These measures may include hard hats, safety glasses and goggles,
safety shoes, hearing protection, respiratory protection,
and protective clothing such as fire resistant clothing where
required. In addition, procedures should be established to
assure compliance with applicable regulations and standards
such as hazard communications, confined space entry, and process
safety management.
This chapter of the technical manual covers
the history of refinery processing, characteristics of crude
oil, hydrocarbon types and chemistry, and major refinery products
and by-products. It presents information on technology as
normally practiced in present operations. It describes the
more common refinery processes and includes relevant safety
and health information. Additional information covers refinery
utilities and miscellaneous supporting activities related
to hydrocarbon processing. Field personnel will learn what
to expect in various facilities regarding typical materials
and process methods, equipment, potential hazards, and exposures.

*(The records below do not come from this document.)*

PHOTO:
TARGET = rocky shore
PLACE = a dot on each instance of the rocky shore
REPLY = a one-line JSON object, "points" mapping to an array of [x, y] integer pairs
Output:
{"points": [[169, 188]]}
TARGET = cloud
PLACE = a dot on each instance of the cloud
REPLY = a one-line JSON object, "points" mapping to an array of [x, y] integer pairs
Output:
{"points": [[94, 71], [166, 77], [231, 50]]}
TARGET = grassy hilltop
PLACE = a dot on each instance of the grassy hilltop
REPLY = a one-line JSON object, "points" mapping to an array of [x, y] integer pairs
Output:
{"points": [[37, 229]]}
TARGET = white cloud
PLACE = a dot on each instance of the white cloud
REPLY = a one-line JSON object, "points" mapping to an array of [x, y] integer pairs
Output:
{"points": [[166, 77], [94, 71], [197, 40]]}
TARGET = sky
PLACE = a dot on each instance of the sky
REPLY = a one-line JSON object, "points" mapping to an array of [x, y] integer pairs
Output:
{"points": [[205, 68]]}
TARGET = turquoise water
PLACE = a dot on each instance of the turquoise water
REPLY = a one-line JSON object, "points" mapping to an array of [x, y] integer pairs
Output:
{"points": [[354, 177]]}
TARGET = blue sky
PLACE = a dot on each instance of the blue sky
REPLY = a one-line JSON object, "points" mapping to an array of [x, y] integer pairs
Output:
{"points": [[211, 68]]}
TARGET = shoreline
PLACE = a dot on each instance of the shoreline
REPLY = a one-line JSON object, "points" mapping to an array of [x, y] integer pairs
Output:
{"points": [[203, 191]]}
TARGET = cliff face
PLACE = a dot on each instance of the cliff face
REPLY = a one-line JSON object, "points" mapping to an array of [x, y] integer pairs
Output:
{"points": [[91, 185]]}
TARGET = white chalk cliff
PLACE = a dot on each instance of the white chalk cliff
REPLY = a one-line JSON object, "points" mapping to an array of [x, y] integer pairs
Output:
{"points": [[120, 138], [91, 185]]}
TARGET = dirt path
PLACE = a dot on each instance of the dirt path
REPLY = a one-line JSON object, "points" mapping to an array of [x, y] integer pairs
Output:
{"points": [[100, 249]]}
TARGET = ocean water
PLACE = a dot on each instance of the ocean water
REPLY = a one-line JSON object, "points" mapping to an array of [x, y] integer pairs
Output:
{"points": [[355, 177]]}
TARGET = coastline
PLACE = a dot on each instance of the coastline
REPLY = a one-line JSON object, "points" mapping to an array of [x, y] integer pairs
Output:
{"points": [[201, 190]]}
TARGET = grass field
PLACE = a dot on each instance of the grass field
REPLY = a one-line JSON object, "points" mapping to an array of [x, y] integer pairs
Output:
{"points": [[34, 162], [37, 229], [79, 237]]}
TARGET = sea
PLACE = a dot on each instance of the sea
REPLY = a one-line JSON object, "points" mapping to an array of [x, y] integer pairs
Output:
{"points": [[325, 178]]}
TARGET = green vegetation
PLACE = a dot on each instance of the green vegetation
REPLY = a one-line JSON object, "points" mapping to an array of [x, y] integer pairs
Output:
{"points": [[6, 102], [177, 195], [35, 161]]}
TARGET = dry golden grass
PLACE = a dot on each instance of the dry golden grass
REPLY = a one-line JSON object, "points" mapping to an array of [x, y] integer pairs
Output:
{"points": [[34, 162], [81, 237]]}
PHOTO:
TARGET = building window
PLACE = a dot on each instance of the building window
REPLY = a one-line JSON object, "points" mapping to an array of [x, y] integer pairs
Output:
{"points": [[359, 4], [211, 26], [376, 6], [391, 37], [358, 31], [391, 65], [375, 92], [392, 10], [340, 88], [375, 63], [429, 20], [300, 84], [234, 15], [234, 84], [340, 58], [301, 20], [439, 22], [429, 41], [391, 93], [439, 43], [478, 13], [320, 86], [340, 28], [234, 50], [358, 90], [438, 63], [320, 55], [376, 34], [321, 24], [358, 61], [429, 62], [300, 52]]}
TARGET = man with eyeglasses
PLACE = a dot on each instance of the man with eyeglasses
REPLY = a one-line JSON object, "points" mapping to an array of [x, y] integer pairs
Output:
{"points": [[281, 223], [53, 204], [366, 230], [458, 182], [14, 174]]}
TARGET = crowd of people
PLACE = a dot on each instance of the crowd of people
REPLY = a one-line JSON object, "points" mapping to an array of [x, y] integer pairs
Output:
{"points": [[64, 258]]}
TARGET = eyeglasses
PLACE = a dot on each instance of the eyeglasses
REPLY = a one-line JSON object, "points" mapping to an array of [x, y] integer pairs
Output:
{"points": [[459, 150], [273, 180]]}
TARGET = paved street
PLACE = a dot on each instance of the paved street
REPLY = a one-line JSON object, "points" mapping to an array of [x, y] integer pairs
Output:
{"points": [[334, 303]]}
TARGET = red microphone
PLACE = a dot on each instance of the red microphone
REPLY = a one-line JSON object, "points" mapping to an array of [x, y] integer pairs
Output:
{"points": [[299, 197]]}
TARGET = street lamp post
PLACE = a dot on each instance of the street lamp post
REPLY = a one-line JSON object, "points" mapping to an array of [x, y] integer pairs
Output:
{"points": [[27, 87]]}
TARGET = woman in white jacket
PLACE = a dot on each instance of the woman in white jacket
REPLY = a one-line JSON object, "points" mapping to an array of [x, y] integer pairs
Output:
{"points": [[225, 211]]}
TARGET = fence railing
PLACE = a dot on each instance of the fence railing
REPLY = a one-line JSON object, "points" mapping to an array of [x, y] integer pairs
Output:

The information presented refers to fire
prevention, industrial hygiene, and safe work practices, and
is not intended to provide comprehensive guidelines for protective
measures and/or compliance with regulatory requirements. As
some of the terminology is industry-specific, a glossary is
provided as an appendix. This chapter does not cover petrochemical
processing.
B. OVERVIEW OF
THE PETROLEUM INDUSTRY
_____________________________________________________________________
BASIC REFINERY
PROCESS -- DESCRIPTION AND HISTORY
Petroleum refining has evolved continuously
in response to changing consumer demand for better and different
products. The original requirement was to produce kerosene
as a cheaper and better source of light than whale oil. The
development of the internal combustion engine led to the production
of gasoline and diesel fuels. The evolution of the airplane
created a need first for high-octane aviation gasoline and
then for jet fuel, a sophisticated form of the original product,
kerosene. Present-day refineries produce a variety of products
including many required as feedstocks for the petrochemical
industry.
DISTILLATION PROCESSES
The first refinery, opened in 1861, produced
kerosene by simple atmospheric distillation. Its by-products
included tar and naphtha. It was soon discovered that high-quality
lubricating oils could be produced by distilling petroleum
under vacuum. However, for the next 30 years kerosene was
the product consumers wanted. Two significant events changed
this situation: (1) invention of the electric light decreased
the demand for kerosene, and (2) invention of the internal
combustion engine created a demand for diesel fuel and gasoline
(naphtha).
THERMAL CRACKING
PROCESSES
With the advent of mass production and World
War I, the number of gasoline-powered vehicles increased dramatically
and the demand for gasoline grew accordingly. However, distillation
processes produced only a certain amount of gasoline from
crude oil. In 1913, the thermal cracking process was developed,
which subjected heavy fuels to both pressure and intense heat,
physically breaking the large molecules into smaller ones
to produce additional gasoline and distillate fuels. Visbreaking,
another form of thermal cracking, was developed in the late
1930s to produce more desirable and valuable products.
CATALYTIC PROCESSES
Higher-compression gasoline engines required
higher-octane gasoline with better antiknock characteristics.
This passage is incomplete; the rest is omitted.